The resurgence of 3D printing has spurred the digital design of parts and pieces that can be easily printed and then assembled, even at one's home. The industrial application of this process is what is called additive manufacturing, which is an area of increasing importance in industrial research. Furthermore, the physical machinery in factory plants is becoming essentially an internet-of-things (IoT), connected among each other and cooperating both with each other and with a human-in-the-loop. Adding distributed decision-making to such factory plant scheme enables what is now called industry 4.0. Furthermore, it is also important to provide resilience and safety when software is connected to physical systems of critical importance that can be attacked by hackers. This is the main topic of the areas of cyber-physical systems security and critical software development to be considered in this thrust area.
 

The focus is on the structural development and new manufacturing methods, as well as new materials that are lighter, stronger, resilient to corrosion, and that can operate at higher temperatures for engine applications. The main focus of this thrust area are Nano-materials, particularly nano-composites for physical and mechanical property enhancement, as well as innovative coatings that meet the ecological and environmental demands are the main focus of this thrust area.

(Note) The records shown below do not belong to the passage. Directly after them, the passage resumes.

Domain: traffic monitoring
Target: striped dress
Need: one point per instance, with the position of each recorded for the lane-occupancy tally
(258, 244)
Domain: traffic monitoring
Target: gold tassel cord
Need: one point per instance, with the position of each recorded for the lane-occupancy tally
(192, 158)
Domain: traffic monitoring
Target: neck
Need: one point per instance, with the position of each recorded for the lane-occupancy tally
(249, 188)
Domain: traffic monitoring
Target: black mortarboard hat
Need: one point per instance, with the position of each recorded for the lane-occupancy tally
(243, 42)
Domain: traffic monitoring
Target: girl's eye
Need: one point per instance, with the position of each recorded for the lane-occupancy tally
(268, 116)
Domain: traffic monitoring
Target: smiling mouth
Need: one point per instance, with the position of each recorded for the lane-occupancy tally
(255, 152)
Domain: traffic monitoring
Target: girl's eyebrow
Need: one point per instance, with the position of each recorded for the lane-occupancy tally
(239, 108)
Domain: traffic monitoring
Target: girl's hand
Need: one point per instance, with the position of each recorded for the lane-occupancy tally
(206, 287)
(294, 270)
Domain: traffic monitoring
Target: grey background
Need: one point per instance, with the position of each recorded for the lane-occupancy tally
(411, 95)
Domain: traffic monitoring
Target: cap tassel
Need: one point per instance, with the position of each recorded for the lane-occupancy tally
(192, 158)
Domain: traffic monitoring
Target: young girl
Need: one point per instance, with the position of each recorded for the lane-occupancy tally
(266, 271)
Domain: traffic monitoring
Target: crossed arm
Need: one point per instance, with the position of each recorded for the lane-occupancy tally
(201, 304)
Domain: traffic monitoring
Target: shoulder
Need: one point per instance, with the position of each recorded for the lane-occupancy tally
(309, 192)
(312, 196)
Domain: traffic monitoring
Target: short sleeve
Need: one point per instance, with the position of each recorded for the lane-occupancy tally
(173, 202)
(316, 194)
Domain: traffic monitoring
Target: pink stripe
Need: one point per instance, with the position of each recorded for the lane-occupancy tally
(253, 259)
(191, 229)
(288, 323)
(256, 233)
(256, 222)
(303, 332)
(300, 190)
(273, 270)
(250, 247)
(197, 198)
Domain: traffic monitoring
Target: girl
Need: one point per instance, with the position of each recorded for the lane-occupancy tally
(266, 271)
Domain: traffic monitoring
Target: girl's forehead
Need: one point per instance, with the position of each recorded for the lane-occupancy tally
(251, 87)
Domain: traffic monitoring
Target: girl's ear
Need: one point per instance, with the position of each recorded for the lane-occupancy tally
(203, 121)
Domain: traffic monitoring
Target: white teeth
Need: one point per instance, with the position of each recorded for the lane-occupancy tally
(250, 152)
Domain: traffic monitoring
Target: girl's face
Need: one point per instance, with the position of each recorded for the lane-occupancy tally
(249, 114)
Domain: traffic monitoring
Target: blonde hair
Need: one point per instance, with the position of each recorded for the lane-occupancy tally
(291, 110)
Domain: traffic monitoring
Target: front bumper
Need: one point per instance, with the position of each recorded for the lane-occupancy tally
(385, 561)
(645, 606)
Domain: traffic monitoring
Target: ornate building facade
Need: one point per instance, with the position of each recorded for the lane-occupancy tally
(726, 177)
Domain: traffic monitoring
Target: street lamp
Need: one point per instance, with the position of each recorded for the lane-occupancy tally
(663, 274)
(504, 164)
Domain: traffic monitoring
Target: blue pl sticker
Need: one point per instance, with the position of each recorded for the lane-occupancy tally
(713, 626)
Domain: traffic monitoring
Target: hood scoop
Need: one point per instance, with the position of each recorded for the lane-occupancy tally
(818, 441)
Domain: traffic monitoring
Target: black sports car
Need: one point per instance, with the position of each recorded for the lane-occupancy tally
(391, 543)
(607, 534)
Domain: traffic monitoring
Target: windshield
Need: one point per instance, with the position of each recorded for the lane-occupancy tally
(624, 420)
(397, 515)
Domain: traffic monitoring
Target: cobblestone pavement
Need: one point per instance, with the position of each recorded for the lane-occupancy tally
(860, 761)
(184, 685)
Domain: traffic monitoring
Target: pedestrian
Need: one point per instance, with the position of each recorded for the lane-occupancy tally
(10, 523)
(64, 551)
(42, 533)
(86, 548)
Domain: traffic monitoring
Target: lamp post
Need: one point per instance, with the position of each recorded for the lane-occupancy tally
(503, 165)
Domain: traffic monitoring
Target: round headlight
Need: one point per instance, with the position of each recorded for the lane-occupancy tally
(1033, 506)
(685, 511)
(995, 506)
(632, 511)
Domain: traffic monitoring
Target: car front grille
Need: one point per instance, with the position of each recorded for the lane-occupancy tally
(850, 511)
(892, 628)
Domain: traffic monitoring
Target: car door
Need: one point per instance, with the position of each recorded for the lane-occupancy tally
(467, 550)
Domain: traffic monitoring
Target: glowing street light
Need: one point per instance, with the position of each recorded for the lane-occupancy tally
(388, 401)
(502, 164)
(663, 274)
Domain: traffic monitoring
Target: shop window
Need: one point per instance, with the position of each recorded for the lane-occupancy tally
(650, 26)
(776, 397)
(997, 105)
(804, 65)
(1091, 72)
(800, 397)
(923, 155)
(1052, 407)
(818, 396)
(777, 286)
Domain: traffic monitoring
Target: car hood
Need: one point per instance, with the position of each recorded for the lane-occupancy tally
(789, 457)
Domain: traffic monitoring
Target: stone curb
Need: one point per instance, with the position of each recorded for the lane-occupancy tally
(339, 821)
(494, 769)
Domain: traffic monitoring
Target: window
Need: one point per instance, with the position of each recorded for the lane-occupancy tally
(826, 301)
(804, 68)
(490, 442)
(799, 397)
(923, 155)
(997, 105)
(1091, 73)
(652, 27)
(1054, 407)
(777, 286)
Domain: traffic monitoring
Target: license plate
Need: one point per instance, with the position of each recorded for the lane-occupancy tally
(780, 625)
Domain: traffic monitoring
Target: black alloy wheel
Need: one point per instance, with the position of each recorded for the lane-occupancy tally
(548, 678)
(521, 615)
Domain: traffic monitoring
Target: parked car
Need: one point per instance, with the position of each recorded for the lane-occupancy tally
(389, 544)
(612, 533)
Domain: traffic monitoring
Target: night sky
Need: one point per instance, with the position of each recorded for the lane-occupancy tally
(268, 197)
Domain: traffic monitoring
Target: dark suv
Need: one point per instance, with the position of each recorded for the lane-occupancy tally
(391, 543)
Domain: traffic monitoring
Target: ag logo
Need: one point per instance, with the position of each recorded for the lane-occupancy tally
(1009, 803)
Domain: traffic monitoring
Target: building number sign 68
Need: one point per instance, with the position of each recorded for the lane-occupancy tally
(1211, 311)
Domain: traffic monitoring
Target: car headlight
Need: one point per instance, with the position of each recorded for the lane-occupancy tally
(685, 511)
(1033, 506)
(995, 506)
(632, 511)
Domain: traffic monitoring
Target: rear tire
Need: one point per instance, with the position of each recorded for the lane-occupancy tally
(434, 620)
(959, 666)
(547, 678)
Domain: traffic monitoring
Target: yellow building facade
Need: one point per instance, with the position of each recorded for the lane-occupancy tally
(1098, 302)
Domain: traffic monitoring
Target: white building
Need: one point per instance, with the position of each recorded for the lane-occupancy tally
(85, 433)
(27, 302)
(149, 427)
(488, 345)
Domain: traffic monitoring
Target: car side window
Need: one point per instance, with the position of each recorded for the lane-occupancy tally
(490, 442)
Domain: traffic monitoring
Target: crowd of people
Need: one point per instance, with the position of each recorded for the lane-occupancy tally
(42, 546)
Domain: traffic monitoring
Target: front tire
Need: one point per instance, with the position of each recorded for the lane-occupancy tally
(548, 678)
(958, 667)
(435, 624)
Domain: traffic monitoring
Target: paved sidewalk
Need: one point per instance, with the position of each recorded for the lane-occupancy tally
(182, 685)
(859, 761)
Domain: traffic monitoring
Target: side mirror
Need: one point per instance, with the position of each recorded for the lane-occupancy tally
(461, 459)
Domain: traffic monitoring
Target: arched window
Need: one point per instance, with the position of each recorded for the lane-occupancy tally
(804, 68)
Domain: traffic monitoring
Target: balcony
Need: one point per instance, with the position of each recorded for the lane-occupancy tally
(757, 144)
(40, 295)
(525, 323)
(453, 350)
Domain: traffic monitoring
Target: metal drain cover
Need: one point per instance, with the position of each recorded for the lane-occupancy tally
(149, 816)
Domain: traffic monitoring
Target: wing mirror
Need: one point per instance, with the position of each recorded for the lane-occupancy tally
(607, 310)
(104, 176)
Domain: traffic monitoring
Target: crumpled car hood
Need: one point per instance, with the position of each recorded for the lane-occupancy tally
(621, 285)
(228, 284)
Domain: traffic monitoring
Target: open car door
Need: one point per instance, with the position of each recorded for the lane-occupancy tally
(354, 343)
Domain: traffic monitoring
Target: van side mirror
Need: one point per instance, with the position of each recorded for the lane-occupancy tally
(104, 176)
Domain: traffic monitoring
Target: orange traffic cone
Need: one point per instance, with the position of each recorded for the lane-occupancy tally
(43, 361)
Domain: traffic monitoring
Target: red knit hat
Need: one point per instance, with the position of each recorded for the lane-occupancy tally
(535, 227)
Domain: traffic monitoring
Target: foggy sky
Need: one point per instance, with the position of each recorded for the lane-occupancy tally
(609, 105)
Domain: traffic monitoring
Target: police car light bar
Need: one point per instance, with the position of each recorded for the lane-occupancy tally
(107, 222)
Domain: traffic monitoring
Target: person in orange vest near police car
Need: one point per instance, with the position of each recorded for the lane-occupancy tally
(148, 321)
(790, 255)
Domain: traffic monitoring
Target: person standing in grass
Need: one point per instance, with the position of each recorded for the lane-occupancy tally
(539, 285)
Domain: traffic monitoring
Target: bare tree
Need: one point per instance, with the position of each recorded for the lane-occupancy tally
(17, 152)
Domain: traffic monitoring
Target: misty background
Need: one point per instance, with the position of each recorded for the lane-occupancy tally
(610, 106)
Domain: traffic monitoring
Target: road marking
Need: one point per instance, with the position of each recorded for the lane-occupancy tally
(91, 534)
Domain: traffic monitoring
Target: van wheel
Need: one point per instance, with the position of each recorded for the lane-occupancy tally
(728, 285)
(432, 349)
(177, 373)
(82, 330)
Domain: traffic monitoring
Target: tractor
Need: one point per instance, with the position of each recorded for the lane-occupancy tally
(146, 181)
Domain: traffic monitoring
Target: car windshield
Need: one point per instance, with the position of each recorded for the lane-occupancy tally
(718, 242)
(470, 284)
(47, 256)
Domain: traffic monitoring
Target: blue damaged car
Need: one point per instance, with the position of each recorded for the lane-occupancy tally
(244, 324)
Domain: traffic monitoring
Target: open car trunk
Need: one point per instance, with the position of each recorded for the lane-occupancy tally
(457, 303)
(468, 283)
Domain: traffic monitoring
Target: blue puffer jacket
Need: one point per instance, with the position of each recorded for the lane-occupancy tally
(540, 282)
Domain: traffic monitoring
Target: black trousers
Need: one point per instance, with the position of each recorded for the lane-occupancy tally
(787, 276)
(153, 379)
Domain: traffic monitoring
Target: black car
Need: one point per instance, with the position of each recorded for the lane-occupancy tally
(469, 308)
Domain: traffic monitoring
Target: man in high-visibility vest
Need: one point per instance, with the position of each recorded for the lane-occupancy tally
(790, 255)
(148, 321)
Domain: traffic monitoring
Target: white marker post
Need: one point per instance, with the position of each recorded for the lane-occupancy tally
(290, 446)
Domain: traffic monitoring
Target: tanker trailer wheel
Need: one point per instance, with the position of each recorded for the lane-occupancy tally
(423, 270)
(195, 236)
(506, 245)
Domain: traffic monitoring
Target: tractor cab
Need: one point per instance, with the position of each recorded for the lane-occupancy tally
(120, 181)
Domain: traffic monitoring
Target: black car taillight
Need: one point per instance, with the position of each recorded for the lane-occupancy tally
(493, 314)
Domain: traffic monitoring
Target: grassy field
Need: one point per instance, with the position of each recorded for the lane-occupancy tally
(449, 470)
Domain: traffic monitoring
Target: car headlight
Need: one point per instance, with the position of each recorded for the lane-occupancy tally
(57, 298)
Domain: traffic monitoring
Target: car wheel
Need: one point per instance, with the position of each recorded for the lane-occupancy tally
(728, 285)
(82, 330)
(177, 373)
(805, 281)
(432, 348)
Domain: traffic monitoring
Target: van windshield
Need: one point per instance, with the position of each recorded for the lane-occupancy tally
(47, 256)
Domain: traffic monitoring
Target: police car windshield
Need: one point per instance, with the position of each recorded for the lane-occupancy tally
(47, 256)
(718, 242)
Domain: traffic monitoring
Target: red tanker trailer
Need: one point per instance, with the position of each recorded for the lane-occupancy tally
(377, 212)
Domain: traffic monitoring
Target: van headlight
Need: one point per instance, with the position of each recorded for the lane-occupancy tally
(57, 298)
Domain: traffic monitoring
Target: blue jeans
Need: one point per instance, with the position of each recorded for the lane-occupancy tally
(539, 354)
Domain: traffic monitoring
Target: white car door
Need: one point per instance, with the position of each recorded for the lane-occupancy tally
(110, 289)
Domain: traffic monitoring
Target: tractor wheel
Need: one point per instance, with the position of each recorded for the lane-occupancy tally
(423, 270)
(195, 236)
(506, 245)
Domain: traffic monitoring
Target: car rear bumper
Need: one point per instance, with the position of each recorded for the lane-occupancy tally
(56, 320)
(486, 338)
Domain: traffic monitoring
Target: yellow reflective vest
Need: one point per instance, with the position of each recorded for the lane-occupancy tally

The design of new aircraft for both subsonic and supersonic flight will be an area of growth in the near future and is therefore one of the main topics of this thrust area. Designing aircraft to include the concurrent optimization of several subsystems so that their interconnection is symbiotic in the final aircraft is an important area of research. A relatively recent trend in aerospace design and optimization has been the adoption of exergy analysis, also called availability theory. This is a promising area to explore for efficient aircraft design. Dealing with the complexity involved in the design of an entire aircraft is another focal point for this research stream. In this regard, the field of aircraft systems, symmetry analysis, and the development of computational methods are of utmost importance. Finally, the development of new multidisciplinary optimization algorithms, numerical methods, and reliable software that implements them is extremely important in this thrust area. 

The purpose of this stream of research is to develop new FMS and control algorithms by considering all configurations for the aircraft engine and all phases of flight. This thrust area also includes the synergetic connection of a flight management system to a pilot-in-the loop or an autopilot. Going  beyond the cases of fuel-propelled aircraft, flight management systems for electric, hydrogen fuel cell propelled, and hybrid aircraft also are of fundamental importance. The use of AI and  machine learning for analyzing data collected during flight operation is a focal point of this thrust area. Research on air traffic  control will be conducted in close connection to flight management  since the set points for possible altitude and heading in the skies  come from air traffic control. Additionally, the possibility of  urban air taxis and drones in the future will just make the air  traffic management task more complex. The transition to distributed  air traffic control with vehicle-to-vehicle communication and,  therefore, new distributed optimization algorithms for air traffic  management is a major area of research to meet future challenges of  airspace, including new airspace regulations that allow the  operation of drones. The design of new drones with different shapes  and the control of swarms of drones for data collection (for example  environmental data or traffic information) is also a promising  direction of research. Navigation of drones in GPS-denied  environments is also an important challenge and focal point of this  thrust area.